Windows event logs and event triggers are an important part of Windows server monitoring. With the addition Event Viewer feature, Windows made it possible for server administrators to create custom tasks for certain events. This would be the so-called event trigger, and it could be a script or an email notification.
This feature is highly important in terms of security and proactively dealing with issues with the server. Since it’s simply impossible to manually look at events every hour, event triggers provide a simple way to deal with events that require the immediate attention of the administrator or anyone from the IT team.
What is a Windows Event Log?
Before learning how you can use event triggers for windows performance monitoring, it’s important to understand what event logs are in the first place. Event logs are basically files on the server that record everything that is happening on the server. From accessing files to deleting files, all actions are recorded as events.
You can see the list of events in Event Viewer. In the Event Viewer header, you’ll see type, time, user, computer, windows event id, and source. When you click on an event, another window opens with all the details about that particular event. This also includes a description that helps understand what went down, especially if the type is error or warning.
There are a few categories within Windows event logs that make it easier to understand what those events account for. In the Event Viewer, you’ll find these categories: System, Security, DNS Server, Application, Directory Service, and DFS replication categories. Windows system event log and data security logs come under the security category, e.g. Windows Firewall log.
Windows Event Log Types
In the Windows event log, each event is classified by type. Type is different from categories that we’ve already discussed, as type pertains to the seriousness or severity of the event. Here are the main event types:
- Information: This event records the success of a Windows task, so it’s more operational in nature.

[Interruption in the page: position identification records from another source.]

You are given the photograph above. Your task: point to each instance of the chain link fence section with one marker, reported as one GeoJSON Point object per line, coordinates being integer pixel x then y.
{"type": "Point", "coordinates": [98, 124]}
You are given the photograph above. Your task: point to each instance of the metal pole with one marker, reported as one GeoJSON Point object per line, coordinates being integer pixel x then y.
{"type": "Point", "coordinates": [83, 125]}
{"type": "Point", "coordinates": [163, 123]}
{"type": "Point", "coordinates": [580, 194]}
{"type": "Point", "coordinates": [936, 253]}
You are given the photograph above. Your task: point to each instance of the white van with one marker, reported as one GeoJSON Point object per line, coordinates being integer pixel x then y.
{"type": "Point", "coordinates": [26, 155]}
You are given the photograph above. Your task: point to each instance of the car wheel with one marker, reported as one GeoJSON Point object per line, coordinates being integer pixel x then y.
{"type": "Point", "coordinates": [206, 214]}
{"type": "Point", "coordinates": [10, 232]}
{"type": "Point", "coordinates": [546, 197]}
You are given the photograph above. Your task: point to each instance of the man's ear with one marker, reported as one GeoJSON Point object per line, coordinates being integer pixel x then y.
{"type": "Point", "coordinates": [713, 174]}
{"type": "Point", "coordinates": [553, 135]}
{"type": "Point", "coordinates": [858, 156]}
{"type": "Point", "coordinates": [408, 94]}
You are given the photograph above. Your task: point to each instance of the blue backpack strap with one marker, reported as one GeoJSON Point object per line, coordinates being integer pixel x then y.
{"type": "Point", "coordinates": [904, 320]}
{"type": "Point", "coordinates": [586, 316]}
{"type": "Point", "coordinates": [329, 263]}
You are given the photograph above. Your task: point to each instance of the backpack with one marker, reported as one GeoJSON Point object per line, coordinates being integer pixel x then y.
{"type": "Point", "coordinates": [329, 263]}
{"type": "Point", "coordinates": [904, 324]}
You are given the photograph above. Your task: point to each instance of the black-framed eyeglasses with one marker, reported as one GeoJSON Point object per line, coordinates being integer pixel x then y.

- Error: This event indicates failure of the task, loss of data or functionality.
- Warning: This event is not highly significant or urgent as it indicates a potential problem that may happen in the future.
- Success Audit: This type indicates a successful audited security event, as indicated by its name.
- Failure Audit: This type indicates a failed audited security event, one that didn’t complete or ran into an error.
Why are Windows Event Logs Important?
The biggest benefit event logs, and more importantly auditing event logs, can provide is security. Needless to say, security is important for both big and small businesses. Monitoring Windows events can help detect malicious login attempts or data theft. Auditing failed login attempts can help system administrators or security managers nip the hack or theft in the bud.
To take the most advantage of Windows event logs, you need to configure the audit policies so that the most crucial events are audited automatically. A strong audit policy will make security more robust. You shouldn’t audit all events as audits typically rollover, and the older ones get deleted.
How to Use Event Triggers?
Starting with Windows Server 2008, Windows added a feature that allowed the network administrator to attach a Windows Task with an event in the Windows event log. This is done through Task Scheduler, which works in close integration with Event Viewer. In the Event Viewer window, you can assign a task that acts as a trigger.
So how do you go about creating an event trigger such as an email notification when that event occurs. Here’s a brief step-by-step guide of how you do it on Windows Server 2017 (which is basically Windows Server 2016):
Step 1: Write a Powershell script that sends an email to a specific account address when it runs. It could be an SMTP server or even a Gmail address.
Step 2: Launch Task Scheduler to set up task. Right-click and select Create Task.
Step 3: You’ll see a window with several tabs. In the General tab, give the task name and select ‘Run whether the user is logged or not.’
Step 4: Go to the Triggers tab, click on New. Select Custom and then click on New Event Filter.
Step 5: You can select Event levels (preferably all if it’s a critical one) and add event ids in the Task Category. You can set the task to many events by adding multiple ids.
Step 6: Now go to Actions, click on New. In Action, select Start a Program. In the Program text box, browse the Powershell script you just typed or manually add the address to where the script is saved. Click ok
Step 7: In Conditions, you can set the particular conditions you want. The default conditions should be enough.
Step 8: In the Settings tab, you should ideally select Queue a new instance for ‘If the task is already running.’ This will allow the task to be triggered by multiple events.
Step 9: With all configured, click OK.
You can manually generate the event for which you’ve set the trigger and check if you’ve received an email notification.
Why You Still Need Windows Server Monitoring?
Event triggers are a nice feature for resolving issues before they get big or when there’s a security threat. However, these triggers alone cannot suffice for full-fledged windows server monitoring. You still need a reliable tool, such as that by VirtualMetric that does all the monitoring for you.
Manually setting event triggers is laborious. But with a monitoring solution, it’s way easier. You get real-time alerts for when there’s something wrong. Another reason why server monitoring is important is that there’s no such thing as native syslog Windows. The monitoring tool can act as a third-party syslog server Windows for sending messages and alerts across computers in the network.
Features like event trigger, Windows event log forwarding, and Windows ping help make security more reliable. However, these features alone are not enough, especially considering how sophisticated threats have become. You need a powerful Windows server monitoring tool that takes care of all the things for you.